United Airlines: Domestic Demand ‘Strong,’ Reveals Risk of Continued War
Skift Take
United Airlines on Tuesday reported “strong and steady domestic demand” and profits for key international markets at “record highs.” But it also broke out the potential business impact of a continuation of the Israel-Hamas war.
Overall revenue in the third quarter rose 12.5%, with domestic revenue up 8.7%. “Domestic revenues in the quarter were second highest all-time and the domestic system remains solidly profitable,” the company said.
The airline’s international passenger revenues were up 23.6% year-over-year.

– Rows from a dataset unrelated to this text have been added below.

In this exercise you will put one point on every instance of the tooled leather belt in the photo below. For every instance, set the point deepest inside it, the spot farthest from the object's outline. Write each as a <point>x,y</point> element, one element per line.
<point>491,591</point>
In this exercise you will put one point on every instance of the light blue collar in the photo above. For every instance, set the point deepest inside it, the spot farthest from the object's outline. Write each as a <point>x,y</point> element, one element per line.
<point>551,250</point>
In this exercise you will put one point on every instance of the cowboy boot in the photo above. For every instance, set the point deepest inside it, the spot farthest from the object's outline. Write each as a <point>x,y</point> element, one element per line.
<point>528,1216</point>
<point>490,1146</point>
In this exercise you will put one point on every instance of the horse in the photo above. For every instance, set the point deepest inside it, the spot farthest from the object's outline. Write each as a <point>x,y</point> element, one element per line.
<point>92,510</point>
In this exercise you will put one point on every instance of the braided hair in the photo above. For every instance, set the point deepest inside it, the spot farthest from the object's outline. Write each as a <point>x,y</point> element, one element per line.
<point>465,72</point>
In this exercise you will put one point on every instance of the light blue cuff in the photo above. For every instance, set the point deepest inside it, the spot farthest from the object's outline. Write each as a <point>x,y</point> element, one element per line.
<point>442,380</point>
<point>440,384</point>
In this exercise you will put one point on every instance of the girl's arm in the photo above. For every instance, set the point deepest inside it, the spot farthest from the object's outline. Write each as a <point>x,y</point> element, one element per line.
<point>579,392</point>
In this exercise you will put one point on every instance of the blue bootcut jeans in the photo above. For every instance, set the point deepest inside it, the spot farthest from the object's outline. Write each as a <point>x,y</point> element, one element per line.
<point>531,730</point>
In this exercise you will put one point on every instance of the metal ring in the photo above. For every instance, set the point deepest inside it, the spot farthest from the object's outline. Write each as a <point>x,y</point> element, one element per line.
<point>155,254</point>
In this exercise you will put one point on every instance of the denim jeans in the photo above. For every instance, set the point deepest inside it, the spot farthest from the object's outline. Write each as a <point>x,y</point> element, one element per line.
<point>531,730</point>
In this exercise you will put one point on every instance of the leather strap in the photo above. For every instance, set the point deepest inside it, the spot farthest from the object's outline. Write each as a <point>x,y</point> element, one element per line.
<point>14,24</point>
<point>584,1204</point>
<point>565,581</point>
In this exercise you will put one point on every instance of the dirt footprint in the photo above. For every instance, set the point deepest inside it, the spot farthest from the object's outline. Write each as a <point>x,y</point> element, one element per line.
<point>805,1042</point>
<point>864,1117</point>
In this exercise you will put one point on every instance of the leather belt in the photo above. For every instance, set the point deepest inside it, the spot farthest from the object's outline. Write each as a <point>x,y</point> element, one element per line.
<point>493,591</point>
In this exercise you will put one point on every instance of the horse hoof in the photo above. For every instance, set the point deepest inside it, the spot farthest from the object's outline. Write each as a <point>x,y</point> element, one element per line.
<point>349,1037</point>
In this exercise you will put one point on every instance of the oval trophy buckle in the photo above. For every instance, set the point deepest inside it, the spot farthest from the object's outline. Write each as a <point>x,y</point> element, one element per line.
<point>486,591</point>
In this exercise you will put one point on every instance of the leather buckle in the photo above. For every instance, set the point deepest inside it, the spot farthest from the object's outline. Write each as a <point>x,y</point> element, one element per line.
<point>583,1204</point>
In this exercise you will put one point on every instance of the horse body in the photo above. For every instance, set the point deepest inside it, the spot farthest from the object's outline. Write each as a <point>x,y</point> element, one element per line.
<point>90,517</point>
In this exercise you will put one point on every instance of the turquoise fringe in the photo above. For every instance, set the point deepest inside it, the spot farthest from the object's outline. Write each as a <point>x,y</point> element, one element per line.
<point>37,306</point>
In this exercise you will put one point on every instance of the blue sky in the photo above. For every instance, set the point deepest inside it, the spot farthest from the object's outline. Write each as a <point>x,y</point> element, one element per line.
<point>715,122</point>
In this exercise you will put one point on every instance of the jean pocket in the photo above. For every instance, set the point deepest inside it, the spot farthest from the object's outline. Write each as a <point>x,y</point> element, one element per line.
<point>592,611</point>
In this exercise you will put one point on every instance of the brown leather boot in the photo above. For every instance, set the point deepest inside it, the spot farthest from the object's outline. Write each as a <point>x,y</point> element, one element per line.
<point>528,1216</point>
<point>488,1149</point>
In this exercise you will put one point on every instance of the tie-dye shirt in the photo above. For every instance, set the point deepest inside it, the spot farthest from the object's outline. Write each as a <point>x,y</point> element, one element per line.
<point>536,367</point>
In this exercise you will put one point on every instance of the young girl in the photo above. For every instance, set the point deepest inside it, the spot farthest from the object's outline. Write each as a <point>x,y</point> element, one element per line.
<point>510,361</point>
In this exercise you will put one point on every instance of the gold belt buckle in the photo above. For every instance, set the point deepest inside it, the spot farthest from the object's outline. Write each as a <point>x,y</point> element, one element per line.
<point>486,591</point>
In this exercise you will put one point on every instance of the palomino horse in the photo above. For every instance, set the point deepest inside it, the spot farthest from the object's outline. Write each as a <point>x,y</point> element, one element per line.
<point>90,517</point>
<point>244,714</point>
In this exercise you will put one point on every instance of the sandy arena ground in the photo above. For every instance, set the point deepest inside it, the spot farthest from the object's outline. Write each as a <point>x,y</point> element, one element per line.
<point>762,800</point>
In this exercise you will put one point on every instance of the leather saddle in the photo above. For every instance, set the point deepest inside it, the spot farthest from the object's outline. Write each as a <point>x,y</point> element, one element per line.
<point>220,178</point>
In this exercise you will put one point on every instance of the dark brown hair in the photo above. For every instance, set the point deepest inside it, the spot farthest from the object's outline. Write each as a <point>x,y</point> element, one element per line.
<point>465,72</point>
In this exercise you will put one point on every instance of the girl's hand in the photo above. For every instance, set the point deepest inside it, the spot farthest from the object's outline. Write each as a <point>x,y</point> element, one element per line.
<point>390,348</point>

United, which has suspended flights to Tel Aviv, said a continuation of the war in Israel would reduce its forecast for revenue and earnings.
If flights resume after October, the airline said it expects to earn about $1.80 per share in the fourth quarter. If the war continues and flights are suspended for the rest of the year, earnings could drop to $1.50 per share.
Revenue growth would drop to about 9% if the war continues – down from 10.5% if suspensions last only through October.
Regardless of the length of the war, United is expecting its average aircraft fuel price per gallon to be $3.28 in the fourth quarter, up from $2.95 in the third quarter. United updated its third-quarter guidance in September to reflect a more than 20% rise in fuel prices since mid-July.